The Impact of Drought-Tolerant Rice on Local Labor Markets in India
Weather shocks are a persistent challenge in India and other South Asian countries that rely on rain fed agriculture. Researchers are testing the impact that stress-tolerant seeds, which have better yields than conventional varieties under weather shocks, affect landless laborers.
Weather shocks are a persistent challenge in India and other South Asian countries that rely on rain fed agriculture. These shocks adversely affect yields, reducing the demand for labor, in particular for harvesting. This may induce a decline in wages when landless laborers have limited geographical mobility. While research has previously shown that risk-mitigating crops, such as stress tolerant seeds, have better yields than conventional varieties during weather shocks and benefit landholding farmers, little research has been done on the impact they have among landless laborers.

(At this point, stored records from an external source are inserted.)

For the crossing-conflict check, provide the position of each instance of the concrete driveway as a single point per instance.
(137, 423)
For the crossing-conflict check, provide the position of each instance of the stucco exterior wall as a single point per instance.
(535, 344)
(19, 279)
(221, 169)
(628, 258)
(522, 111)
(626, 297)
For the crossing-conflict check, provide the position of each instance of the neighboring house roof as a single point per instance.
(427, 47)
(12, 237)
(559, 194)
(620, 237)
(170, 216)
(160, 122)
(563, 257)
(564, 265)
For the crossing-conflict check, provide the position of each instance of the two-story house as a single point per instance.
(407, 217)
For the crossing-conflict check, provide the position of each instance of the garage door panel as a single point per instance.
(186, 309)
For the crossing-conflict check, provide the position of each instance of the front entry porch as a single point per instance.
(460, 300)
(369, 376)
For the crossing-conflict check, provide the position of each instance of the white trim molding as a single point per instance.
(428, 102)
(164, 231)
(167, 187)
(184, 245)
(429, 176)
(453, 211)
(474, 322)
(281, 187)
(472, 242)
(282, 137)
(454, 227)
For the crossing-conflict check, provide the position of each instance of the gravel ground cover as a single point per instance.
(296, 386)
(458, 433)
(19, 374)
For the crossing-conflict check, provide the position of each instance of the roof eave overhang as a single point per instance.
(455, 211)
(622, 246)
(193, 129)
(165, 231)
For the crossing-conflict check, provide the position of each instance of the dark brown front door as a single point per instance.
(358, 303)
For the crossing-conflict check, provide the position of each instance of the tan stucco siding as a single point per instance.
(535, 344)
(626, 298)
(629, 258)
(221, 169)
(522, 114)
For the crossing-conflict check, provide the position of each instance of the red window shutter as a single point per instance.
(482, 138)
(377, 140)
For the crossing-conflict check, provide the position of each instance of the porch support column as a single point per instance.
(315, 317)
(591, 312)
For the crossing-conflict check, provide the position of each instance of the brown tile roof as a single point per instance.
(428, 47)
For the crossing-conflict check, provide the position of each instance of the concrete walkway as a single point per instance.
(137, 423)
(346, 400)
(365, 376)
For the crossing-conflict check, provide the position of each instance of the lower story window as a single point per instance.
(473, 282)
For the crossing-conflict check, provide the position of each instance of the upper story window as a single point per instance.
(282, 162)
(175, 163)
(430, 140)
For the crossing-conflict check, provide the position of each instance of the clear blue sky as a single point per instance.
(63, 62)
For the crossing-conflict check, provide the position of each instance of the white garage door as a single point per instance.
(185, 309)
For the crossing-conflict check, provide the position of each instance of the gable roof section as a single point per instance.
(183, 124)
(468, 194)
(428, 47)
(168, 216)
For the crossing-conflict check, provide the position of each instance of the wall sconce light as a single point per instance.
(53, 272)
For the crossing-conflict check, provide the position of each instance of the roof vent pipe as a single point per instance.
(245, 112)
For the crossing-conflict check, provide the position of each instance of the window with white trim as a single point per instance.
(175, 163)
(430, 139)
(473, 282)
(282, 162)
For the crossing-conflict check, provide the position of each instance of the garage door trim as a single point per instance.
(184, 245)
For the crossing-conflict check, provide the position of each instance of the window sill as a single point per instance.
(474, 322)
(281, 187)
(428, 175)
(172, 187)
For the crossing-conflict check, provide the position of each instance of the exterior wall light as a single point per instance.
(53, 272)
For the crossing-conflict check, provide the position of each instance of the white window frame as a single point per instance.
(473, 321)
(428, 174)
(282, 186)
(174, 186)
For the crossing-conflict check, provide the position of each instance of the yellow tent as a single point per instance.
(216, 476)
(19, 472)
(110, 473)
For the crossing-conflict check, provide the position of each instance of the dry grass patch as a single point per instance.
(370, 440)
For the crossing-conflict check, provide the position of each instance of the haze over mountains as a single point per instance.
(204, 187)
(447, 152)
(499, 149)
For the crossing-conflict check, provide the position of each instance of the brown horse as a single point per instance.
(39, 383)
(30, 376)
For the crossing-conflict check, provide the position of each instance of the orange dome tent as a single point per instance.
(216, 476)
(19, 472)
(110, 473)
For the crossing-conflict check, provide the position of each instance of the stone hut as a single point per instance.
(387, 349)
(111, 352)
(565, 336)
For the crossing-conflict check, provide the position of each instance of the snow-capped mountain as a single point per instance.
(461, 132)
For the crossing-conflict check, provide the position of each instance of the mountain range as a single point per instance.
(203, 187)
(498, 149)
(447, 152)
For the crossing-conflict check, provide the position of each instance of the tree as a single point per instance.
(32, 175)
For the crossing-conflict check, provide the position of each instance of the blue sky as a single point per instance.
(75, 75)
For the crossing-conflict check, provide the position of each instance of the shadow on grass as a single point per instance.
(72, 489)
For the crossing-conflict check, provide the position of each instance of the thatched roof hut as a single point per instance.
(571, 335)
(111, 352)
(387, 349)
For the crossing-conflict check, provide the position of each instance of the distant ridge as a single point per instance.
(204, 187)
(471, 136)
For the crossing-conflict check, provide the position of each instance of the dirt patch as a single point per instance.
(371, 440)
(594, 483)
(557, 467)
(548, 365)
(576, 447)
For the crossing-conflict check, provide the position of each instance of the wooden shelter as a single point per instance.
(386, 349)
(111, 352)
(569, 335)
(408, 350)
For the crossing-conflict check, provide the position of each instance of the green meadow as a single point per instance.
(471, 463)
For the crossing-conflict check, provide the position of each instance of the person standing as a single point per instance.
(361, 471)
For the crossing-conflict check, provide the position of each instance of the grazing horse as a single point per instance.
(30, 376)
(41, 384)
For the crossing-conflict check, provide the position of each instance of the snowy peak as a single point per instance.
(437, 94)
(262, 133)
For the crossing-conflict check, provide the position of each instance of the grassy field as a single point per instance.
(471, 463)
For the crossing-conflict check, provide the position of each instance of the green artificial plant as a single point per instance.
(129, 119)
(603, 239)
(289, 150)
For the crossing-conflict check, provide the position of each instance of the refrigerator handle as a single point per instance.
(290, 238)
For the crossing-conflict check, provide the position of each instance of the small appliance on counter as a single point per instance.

Farmers in Jharkhand, India face frequent droughts. Severe droughts can lead to crop losses of up to forty percent. A new variety of rice – IR64 Drought – is drought-tolerant and has no other trade-offs when compared with the traditional IR64 variety. In test plots, IR64 Drought had yield advantages ranging from 20-115 percent.
Researchers, in collaboration with the International Rice Research Institute (IRRI), are evaluating the impact of IR64 Drought on landowners and landless laborers. In 200 villages in Jharkhand, researchers will identify 20 cultivators (400 total) and 10 landless laborers (200 total). Villages will then be randomly assigned to either the treatment or comparison group. Farmers in the treatment village will receive a 2kg packet of IR64 Drought seeds. Each packet is expected to yield at least 100kg of new seeds for the new growing season, and farmers are expected to trade a portion of these seeds with at least two other farmers in their village. Farmers in the comparison villages receive 2kg packets of the basic IR64 seeds and have the same expectation of seed distribution as those in treatment villages.

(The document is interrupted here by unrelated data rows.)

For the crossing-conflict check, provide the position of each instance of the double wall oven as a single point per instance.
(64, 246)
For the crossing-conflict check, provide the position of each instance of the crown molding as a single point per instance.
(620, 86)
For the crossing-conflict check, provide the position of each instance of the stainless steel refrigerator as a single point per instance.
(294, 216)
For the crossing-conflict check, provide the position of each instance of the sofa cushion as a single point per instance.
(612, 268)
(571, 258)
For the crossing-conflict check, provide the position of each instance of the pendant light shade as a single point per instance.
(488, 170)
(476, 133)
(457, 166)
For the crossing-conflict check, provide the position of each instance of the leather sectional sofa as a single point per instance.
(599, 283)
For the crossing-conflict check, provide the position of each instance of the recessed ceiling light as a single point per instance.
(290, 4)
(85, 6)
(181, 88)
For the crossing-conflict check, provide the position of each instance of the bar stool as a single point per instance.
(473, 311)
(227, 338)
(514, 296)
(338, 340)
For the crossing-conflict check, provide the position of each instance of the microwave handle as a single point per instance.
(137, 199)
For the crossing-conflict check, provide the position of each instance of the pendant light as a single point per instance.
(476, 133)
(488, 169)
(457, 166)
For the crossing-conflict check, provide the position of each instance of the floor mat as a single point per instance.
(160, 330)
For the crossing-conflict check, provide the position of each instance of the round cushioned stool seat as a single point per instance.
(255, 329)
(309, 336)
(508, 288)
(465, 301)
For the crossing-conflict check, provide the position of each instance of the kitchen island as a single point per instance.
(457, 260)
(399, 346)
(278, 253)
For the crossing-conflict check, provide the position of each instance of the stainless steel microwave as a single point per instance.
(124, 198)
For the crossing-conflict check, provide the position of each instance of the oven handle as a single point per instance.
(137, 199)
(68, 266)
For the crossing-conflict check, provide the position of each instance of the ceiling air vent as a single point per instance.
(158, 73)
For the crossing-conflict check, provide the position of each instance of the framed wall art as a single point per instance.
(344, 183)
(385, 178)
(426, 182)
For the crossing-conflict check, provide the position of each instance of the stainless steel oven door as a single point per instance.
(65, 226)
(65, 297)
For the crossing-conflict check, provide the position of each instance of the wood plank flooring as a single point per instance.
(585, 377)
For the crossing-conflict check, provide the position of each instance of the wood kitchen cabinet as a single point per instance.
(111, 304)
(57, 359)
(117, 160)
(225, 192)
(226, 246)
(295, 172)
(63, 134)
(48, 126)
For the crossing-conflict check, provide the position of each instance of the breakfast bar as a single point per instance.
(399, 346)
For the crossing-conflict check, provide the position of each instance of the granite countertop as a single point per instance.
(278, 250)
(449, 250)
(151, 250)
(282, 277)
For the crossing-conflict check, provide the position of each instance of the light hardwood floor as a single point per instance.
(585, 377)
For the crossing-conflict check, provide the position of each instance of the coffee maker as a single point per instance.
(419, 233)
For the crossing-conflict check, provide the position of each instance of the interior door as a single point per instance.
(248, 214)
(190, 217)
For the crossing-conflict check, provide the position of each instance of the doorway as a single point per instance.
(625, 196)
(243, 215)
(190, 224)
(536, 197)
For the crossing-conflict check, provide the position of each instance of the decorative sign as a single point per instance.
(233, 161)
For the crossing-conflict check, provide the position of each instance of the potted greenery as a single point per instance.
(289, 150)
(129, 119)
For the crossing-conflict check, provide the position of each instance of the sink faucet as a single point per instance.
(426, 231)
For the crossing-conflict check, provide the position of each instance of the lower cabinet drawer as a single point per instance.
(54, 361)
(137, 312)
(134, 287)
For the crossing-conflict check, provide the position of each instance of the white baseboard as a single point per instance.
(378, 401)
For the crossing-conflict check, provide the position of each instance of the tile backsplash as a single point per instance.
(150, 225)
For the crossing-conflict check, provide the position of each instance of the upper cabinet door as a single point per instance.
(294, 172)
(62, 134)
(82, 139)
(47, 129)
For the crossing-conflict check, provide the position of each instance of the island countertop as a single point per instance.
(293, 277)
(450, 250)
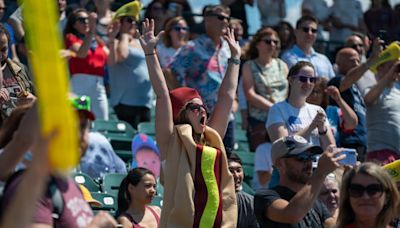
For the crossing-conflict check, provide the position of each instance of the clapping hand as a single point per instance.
(233, 44)
(147, 39)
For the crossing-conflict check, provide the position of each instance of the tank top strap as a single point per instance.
(154, 213)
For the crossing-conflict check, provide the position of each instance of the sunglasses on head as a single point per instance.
(304, 79)
(180, 28)
(308, 29)
(372, 190)
(195, 107)
(270, 41)
(83, 20)
(219, 16)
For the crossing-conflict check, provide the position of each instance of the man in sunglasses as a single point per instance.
(202, 63)
(306, 35)
(294, 202)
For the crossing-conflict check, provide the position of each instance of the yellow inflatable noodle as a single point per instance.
(50, 72)
(393, 170)
(392, 52)
(129, 9)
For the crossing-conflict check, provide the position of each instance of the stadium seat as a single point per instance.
(111, 183)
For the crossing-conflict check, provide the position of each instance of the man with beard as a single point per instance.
(294, 202)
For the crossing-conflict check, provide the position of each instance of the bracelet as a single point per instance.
(234, 61)
(324, 132)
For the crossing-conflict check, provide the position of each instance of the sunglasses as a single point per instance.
(269, 42)
(308, 29)
(195, 107)
(180, 28)
(305, 156)
(83, 20)
(372, 190)
(305, 79)
(130, 20)
(219, 16)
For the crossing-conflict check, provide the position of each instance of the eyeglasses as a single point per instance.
(372, 190)
(195, 107)
(219, 16)
(304, 79)
(308, 29)
(180, 28)
(83, 20)
(329, 191)
(270, 41)
(305, 156)
(355, 46)
(130, 20)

Over the next three years, researchers will conduct phone interviews with laborers and cultivators during four peak points of the season in terms of labor use to determine the impact on local labor markets. Researchers will keep track of daily wages, hours worked, employers, and tasks completed. Data will also be collected on crop yields and the dissemination of seeds to other village farmers.
Project ongoing, results forthcoming.